Ел он за десятерых. Квартирные хозяйки из себя выходили, отказывали ему. Но ведь он предупреждал! Твердо отчеканивая слоги, уговаривался он:

– Суп, борщ, лапшу прошу подавать мне не в тарелочках: предпочитаю в мисочках. Живность – штучно, а не кусочками. Жаркое обязательно с картофелем, с овощами. Кашу гречневую, равно как и пшенную, – чугунчиками…

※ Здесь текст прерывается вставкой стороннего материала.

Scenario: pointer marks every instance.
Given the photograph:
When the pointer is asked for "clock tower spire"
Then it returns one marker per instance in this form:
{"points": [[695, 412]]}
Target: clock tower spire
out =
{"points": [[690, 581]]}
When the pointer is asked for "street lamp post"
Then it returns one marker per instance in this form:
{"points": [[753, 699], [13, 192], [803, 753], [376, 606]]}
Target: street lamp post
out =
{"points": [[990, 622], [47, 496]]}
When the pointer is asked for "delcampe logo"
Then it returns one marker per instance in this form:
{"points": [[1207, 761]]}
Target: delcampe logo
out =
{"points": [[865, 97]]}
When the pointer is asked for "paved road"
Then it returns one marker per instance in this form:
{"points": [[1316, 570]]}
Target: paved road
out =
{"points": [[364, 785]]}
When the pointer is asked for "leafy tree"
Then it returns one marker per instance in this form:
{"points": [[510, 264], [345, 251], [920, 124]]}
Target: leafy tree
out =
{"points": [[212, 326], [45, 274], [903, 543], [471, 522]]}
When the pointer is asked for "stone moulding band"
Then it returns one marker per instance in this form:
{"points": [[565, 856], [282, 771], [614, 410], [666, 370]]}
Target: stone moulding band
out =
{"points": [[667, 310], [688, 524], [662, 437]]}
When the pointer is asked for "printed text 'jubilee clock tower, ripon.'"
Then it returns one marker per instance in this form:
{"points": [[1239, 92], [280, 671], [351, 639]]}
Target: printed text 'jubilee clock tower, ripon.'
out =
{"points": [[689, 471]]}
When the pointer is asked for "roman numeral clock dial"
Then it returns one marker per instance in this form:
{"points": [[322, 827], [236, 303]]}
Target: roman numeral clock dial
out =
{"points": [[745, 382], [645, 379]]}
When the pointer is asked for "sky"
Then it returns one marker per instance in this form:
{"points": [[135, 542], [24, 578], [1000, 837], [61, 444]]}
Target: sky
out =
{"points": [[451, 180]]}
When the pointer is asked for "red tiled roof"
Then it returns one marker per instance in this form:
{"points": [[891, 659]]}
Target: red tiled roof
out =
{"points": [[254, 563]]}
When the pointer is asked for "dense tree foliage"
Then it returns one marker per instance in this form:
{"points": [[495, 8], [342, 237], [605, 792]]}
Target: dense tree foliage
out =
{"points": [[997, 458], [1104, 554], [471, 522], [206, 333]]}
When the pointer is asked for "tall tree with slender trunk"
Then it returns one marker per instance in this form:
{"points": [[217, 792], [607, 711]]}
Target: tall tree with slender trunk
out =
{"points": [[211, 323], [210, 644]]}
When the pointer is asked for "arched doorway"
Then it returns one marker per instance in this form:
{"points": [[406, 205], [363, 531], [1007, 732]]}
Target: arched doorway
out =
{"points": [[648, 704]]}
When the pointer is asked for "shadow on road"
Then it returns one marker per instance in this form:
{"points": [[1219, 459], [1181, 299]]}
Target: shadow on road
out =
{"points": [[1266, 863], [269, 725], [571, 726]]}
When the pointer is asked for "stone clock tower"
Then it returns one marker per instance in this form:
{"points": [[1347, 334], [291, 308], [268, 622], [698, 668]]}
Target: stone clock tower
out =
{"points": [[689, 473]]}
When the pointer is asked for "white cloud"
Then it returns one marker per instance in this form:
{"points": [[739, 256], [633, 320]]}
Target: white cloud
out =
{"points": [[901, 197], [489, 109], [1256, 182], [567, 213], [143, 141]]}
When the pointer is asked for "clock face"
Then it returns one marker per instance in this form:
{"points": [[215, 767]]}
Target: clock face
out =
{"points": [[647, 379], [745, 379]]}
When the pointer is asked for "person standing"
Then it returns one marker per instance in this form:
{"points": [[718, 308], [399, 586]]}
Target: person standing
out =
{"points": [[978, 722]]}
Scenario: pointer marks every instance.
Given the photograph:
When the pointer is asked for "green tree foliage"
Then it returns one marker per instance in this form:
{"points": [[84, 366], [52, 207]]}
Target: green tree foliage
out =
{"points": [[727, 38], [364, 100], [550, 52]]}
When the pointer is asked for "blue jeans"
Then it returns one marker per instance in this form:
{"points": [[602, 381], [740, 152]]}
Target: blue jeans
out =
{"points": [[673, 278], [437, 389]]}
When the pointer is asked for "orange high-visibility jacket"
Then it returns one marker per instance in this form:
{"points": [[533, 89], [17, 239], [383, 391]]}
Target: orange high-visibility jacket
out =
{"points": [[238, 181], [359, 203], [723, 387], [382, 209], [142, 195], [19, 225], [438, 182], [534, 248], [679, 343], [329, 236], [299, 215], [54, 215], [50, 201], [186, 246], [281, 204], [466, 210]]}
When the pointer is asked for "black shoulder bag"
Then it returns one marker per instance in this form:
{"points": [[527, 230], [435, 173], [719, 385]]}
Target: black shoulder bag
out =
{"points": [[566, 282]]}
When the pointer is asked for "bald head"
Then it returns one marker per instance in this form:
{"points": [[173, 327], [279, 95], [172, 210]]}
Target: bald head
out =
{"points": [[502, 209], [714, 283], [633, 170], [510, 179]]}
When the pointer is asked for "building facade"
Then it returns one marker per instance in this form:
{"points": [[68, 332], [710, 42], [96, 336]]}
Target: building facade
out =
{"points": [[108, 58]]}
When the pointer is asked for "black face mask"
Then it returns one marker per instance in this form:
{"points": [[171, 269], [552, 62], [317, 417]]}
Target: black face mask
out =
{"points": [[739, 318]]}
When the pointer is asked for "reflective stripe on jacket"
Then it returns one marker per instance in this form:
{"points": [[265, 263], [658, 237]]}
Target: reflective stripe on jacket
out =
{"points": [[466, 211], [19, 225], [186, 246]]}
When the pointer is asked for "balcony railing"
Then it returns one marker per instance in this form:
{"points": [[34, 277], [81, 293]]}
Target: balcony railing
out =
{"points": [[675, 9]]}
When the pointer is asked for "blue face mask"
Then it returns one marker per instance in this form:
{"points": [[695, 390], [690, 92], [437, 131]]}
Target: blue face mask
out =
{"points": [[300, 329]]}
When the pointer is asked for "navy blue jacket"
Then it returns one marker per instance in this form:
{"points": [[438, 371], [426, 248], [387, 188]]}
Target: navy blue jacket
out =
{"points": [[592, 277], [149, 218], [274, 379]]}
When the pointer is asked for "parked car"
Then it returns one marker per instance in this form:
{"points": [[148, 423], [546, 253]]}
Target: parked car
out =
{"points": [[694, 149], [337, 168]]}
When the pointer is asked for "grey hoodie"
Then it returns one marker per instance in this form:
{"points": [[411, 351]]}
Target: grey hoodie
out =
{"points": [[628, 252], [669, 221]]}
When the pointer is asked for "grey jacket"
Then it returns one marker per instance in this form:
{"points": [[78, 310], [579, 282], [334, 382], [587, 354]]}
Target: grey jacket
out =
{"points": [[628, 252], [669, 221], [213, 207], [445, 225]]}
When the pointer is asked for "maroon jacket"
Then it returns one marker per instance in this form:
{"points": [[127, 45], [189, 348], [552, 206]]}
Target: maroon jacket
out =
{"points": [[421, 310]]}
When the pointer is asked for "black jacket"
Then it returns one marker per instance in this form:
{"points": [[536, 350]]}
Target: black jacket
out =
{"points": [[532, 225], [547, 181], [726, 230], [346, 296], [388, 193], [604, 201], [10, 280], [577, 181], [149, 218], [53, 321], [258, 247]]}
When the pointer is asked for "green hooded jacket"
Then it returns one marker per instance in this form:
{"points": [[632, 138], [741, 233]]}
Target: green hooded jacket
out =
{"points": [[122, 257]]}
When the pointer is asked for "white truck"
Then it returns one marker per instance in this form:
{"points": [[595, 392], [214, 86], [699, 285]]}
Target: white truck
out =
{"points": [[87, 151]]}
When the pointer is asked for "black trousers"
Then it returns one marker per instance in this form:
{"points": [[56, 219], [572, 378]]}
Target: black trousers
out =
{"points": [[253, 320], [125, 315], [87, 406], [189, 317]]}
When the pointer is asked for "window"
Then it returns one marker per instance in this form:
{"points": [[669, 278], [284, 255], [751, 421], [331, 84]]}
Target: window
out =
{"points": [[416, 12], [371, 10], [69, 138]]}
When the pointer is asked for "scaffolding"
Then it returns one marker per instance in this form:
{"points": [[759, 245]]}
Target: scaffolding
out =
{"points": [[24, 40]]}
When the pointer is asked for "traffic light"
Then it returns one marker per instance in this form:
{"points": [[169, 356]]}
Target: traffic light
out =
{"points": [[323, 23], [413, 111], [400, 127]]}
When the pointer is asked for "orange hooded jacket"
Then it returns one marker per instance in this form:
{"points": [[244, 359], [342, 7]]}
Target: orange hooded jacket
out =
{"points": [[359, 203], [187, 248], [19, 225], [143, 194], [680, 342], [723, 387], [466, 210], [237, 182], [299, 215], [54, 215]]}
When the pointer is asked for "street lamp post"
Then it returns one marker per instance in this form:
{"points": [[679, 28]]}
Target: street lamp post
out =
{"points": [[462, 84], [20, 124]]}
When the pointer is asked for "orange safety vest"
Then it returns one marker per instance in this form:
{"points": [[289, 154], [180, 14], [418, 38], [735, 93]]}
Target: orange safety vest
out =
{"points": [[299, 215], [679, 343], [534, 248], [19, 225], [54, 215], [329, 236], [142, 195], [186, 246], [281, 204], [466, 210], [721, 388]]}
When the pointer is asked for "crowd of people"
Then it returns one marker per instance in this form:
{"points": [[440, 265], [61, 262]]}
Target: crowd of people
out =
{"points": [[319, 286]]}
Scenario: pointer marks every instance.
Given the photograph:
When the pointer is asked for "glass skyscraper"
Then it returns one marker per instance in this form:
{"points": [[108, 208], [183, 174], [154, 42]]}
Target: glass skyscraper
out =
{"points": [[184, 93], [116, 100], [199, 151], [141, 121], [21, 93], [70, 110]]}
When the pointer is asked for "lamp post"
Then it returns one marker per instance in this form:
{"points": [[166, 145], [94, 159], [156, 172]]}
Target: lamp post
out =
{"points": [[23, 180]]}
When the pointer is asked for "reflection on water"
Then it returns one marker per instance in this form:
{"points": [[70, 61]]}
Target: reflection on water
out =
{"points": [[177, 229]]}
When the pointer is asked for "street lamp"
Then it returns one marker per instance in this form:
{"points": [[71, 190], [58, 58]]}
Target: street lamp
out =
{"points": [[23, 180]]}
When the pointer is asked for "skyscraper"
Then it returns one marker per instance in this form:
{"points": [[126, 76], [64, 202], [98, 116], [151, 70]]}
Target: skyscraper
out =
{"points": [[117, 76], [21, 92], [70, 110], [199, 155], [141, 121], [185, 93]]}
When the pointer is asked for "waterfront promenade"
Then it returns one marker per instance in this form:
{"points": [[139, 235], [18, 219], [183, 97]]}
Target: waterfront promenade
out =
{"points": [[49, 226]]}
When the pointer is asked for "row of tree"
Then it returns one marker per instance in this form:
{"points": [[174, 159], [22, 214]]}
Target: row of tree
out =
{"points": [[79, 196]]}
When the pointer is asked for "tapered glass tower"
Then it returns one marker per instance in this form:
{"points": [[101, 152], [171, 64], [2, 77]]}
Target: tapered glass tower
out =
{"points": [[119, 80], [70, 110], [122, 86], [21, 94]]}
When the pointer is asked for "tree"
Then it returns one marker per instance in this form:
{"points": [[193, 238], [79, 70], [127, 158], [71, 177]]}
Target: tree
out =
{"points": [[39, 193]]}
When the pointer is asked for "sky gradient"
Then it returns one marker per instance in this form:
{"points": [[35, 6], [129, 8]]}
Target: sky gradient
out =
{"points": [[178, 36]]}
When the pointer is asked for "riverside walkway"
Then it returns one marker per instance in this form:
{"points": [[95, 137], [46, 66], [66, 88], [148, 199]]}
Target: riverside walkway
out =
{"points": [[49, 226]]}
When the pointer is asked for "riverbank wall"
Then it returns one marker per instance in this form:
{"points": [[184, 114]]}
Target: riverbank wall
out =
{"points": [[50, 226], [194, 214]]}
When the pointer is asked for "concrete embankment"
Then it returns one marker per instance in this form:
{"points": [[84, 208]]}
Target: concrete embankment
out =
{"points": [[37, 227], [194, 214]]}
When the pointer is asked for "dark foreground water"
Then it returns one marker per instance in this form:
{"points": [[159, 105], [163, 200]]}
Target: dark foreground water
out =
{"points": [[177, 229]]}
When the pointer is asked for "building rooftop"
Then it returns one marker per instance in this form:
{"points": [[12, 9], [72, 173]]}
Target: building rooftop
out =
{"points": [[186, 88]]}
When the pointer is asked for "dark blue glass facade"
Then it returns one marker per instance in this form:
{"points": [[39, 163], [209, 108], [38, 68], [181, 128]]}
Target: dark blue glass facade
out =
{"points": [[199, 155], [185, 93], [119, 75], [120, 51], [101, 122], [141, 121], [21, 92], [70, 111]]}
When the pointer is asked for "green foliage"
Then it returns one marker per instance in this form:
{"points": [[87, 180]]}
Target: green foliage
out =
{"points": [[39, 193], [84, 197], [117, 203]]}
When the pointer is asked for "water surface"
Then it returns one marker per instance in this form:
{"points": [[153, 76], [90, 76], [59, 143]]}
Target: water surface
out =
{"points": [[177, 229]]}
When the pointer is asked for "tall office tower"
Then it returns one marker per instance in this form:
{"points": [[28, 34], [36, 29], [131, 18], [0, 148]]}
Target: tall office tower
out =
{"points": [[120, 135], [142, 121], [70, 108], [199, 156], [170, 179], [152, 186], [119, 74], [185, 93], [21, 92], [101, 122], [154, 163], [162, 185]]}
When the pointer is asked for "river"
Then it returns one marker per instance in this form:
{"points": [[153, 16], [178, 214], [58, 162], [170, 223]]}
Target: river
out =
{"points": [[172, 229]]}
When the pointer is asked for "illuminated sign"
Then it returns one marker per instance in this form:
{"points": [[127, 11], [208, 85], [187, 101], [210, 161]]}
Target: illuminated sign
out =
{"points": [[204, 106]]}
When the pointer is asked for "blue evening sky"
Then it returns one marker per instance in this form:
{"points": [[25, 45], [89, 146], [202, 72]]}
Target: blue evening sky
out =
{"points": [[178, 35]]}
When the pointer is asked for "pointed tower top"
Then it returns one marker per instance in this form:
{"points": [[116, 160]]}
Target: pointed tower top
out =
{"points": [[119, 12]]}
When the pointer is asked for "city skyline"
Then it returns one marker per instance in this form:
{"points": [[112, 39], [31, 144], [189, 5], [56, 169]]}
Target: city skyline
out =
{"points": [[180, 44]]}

– Мандрилла, Мандрилла! – орали мальчишки, стаями гоняясь за ним по Стрелецку. Но он даже не удостаивал их взглядом, он шел так же мерно, как изо дня в день входил, бывало, в буйный класс, чтобы начать своей неизменной фразой:

– Итак, повторим сначала предыдущее. Вспомним, что именно предпринял Цезар, узнав от лазутчиков о грозящей ему опасности со стороны неприятеля…

А философия его заключалась в том, что все силы каждого человека должны быть направлены исключительно на продление жизни, для чего и потребно: полное воздержание от сношений с женщинами, существами суетными, злыми, низкими по интеллекту, полное спокойствие во всех жизненных обстоятельствах, самое точное выполнение своих разумных, продуманных привычек и строжайший уход за своим телом – прежде всего в смысле питания его и освежения водою.

– Nullus enim locus sine genio est![2] – насмешливо сказал однажды больной и сумрачный о. Кир, встретясь с ним на улице. – Давно слышу я, Горизонтов, о причудах твоих. Ответь мне: юрод ты или мудрец? Зачем живешь ты на свете, уподобляясь тем, которые жили во времена зоологические, на первых ступенях развития?

1И шумит, и гремит, и разверзаются небеса (лат.).